The bodies of at least 15 migrants, including a young girl, have been washed ashore along Libya's eastern Mediterranean coast over the past week after their boat is believed to have capsized, security, navy, and medical sources reported to Reuters on Saturday.
Survivors and Recovery Efforts
The vessel was carrying approximately 61 people, according to 10 survivors, a navy source confirmed. The bodies were recovered from several locations along the coastline of Tobruk, a city near the Egyptian border, the sources added.
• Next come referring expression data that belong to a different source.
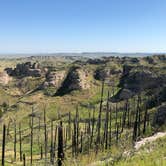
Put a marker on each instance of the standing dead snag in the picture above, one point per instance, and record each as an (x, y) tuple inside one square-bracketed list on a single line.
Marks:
[(20, 138), (3, 145), (69, 124), (60, 144), (24, 161), (145, 118), (15, 140), (110, 127), (32, 135), (52, 148), (98, 139), (93, 125), (136, 123), (105, 139), (45, 134)]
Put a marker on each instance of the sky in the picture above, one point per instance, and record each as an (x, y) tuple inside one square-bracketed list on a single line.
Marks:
[(50, 26)]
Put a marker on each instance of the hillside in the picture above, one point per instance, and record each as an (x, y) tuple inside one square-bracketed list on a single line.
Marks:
[(105, 105)]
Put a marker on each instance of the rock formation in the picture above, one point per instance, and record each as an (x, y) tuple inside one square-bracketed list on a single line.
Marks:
[(76, 79), (4, 78), (54, 78), (160, 116), (24, 70)]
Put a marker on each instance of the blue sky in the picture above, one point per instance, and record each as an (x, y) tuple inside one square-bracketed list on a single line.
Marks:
[(40, 26)]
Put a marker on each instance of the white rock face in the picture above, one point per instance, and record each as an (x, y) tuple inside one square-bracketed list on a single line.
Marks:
[(4, 78), (54, 78)]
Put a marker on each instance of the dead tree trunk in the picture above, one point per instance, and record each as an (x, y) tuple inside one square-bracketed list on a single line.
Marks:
[(32, 136), (98, 140), (20, 138), (3, 145), (15, 140), (60, 145)]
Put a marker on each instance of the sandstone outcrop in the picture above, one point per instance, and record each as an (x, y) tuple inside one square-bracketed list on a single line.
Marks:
[(24, 70), (76, 79)]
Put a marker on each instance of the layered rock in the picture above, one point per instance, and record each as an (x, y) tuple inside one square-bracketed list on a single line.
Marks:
[(76, 79), (4, 78), (54, 78), (24, 70), (104, 73), (142, 80)]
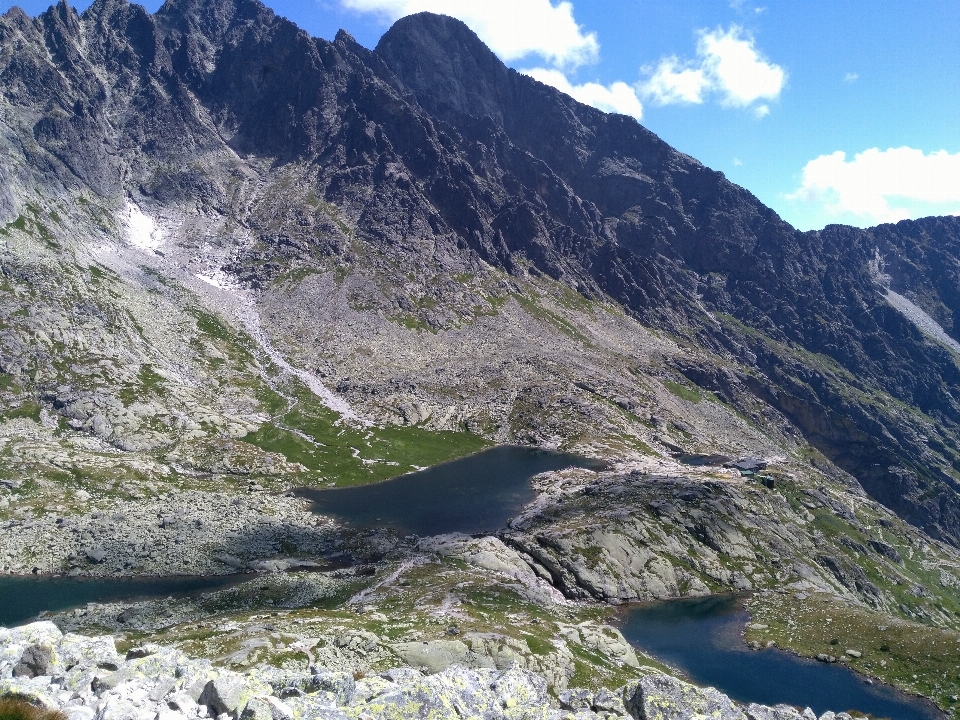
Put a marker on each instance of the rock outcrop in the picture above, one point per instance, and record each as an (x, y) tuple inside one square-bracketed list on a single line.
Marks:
[(87, 678)]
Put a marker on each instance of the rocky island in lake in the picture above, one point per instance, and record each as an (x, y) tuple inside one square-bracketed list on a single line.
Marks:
[(340, 382)]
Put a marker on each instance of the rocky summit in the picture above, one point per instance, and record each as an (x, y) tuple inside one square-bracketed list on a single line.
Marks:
[(237, 261)]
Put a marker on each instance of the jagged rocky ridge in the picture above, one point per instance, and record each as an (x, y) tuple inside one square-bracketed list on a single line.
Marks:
[(87, 678), (428, 158), (209, 221)]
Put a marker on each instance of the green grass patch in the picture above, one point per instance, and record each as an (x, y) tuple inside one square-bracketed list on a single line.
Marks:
[(14, 708), (913, 657), (309, 434)]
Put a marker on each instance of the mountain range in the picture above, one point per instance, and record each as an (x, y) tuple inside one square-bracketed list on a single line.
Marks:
[(234, 256)]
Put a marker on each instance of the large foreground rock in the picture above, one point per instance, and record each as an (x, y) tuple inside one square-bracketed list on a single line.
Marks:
[(88, 680)]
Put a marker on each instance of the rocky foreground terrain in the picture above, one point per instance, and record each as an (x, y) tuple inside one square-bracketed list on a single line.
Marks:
[(87, 678), (236, 260)]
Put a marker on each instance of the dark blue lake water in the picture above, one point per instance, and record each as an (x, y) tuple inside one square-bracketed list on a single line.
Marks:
[(703, 638), (474, 494), (22, 598)]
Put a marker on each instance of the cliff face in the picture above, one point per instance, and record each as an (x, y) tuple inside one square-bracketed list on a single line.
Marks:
[(427, 158)]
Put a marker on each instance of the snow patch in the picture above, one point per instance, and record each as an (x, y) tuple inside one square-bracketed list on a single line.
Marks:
[(918, 316), (247, 315), (219, 279), (142, 230)]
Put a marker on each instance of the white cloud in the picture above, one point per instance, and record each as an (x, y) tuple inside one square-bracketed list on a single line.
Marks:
[(618, 97), (513, 29), (728, 65), (881, 185), (671, 83), (738, 70)]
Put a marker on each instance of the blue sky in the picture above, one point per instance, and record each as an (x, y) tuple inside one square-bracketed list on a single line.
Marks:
[(827, 110)]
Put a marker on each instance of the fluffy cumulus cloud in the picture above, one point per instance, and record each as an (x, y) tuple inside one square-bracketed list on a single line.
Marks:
[(618, 97), (513, 29), (728, 66), (883, 185)]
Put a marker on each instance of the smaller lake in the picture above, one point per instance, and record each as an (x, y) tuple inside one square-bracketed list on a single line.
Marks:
[(24, 597), (703, 638), (475, 494)]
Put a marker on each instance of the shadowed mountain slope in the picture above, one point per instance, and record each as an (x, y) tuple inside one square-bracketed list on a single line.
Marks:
[(427, 158)]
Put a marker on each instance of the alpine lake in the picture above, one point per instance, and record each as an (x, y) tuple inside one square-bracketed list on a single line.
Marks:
[(480, 493)]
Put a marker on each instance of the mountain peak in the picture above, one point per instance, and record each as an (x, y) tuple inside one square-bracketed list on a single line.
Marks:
[(446, 65)]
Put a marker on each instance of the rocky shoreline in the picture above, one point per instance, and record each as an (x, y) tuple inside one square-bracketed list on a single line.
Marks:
[(88, 679)]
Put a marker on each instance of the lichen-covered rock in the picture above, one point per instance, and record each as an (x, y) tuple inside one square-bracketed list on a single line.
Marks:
[(661, 697), (93, 682)]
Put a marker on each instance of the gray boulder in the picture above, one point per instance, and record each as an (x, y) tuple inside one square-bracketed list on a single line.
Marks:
[(661, 697)]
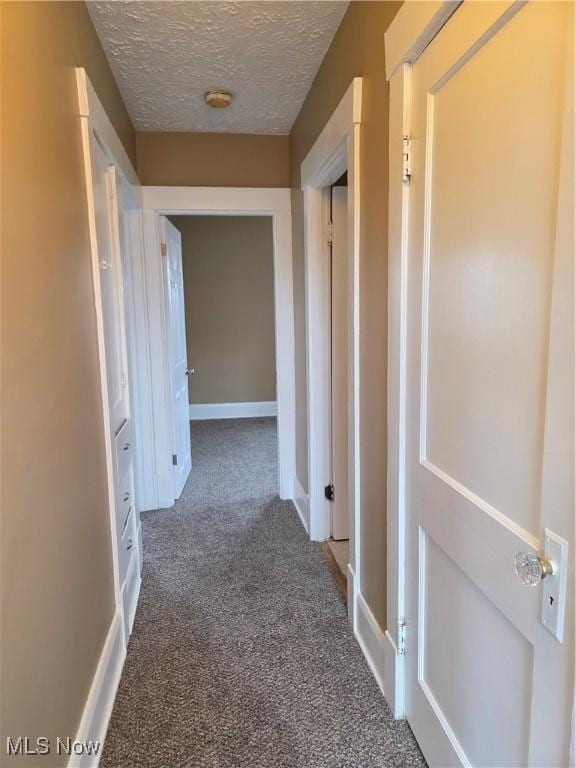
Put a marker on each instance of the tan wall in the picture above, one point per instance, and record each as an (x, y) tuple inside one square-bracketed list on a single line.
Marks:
[(228, 266), (213, 159), (357, 50), (57, 592)]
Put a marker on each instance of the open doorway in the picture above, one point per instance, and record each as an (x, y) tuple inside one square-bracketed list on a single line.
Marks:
[(238, 340), (221, 320), (330, 185)]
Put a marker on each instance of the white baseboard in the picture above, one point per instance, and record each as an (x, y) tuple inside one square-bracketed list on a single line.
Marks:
[(302, 504), (372, 641), (204, 411), (100, 699), (394, 676)]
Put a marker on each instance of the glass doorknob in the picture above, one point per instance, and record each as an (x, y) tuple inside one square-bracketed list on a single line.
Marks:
[(531, 569)]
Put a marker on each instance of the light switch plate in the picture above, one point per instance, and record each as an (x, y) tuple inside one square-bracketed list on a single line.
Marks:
[(554, 592)]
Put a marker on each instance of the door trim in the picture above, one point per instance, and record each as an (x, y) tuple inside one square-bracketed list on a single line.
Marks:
[(220, 201), (92, 118), (336, 150), (411, 31)]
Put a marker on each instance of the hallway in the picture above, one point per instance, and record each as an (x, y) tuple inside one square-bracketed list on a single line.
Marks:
[(241, 654)]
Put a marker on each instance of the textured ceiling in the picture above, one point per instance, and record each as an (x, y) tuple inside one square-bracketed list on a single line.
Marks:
[(166, 55)]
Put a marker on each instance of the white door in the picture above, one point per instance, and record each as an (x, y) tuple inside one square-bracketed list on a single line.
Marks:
[(339, 343), (109, 285), (178, 359), (490, 451)]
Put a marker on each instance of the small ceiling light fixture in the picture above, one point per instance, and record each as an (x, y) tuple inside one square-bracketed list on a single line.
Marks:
[(218, 99)]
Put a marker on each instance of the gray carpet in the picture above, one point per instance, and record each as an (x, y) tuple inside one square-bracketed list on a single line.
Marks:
[(241, 654)]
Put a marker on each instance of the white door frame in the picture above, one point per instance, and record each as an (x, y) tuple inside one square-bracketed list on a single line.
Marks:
[(336, 150), (92, 117), (218, 201), (412, 29)]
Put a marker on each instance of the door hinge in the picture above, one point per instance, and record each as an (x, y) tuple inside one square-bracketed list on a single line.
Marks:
[(330, 233), (401, 637), (406, 158)]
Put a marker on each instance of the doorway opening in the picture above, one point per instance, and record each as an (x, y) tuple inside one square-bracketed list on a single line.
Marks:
[(337, 338), (239, 361), (330, 184), (220, 291)]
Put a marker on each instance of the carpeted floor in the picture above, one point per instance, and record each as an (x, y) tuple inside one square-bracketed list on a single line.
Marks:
[(241, 654)]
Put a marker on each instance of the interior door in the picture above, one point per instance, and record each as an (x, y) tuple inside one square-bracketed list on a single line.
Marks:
[(110, 283), (178, 359), (339, 344), (490, 442)]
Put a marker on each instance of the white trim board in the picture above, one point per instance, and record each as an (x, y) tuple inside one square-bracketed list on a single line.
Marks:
[(337, 149), (100, 701), (372, 641), (205, 411), (222, 201)]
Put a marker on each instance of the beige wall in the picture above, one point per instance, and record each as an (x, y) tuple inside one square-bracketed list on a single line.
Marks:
[(57, 592), (357, 50), (213, 159), (228, 264)]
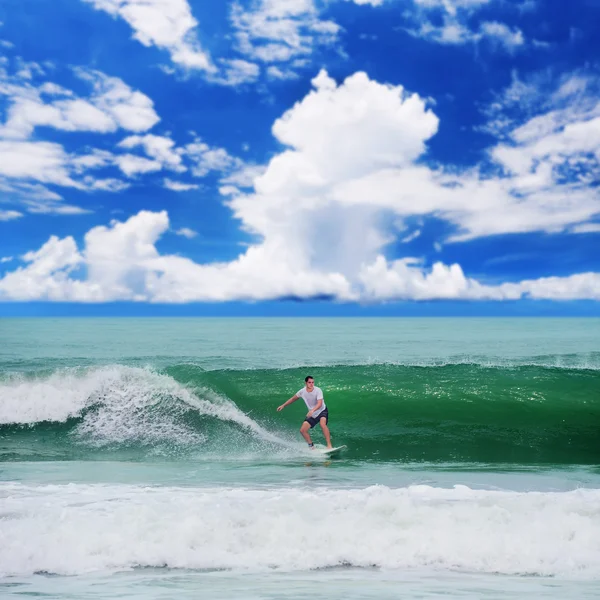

Two security officials noted that the remains were badly decomposed and warned that more bodies could still be discovered.
Images posted on Facebook by the Tobruk Red Crescent showed volunteers in white hazmat suits recovering bodies from rocky shorelines and placing them into white plastic bags.
Libya's Role as a Migration Transit Hub
Since the toppling of Muammar Qaddafi in a NATO-backed uprising in 2011, Libya has become a primary transit route for migrants fleeing conflict and poverty in Africa and the Middle East, seeking to reach Europe via dangerous routes across the desert and the Mediterranean Sea. The oil-dependent Libyan economy also attracts impoverished migrants in search of work.
Separate Incident off Khumas Coast
In a separate incident, the Emergency Medicine and Support Center in Khumas city, which operates under the health ministry in the capital Tripoli, reported that its medics treated 13 migrants after their boat capsized off the coast.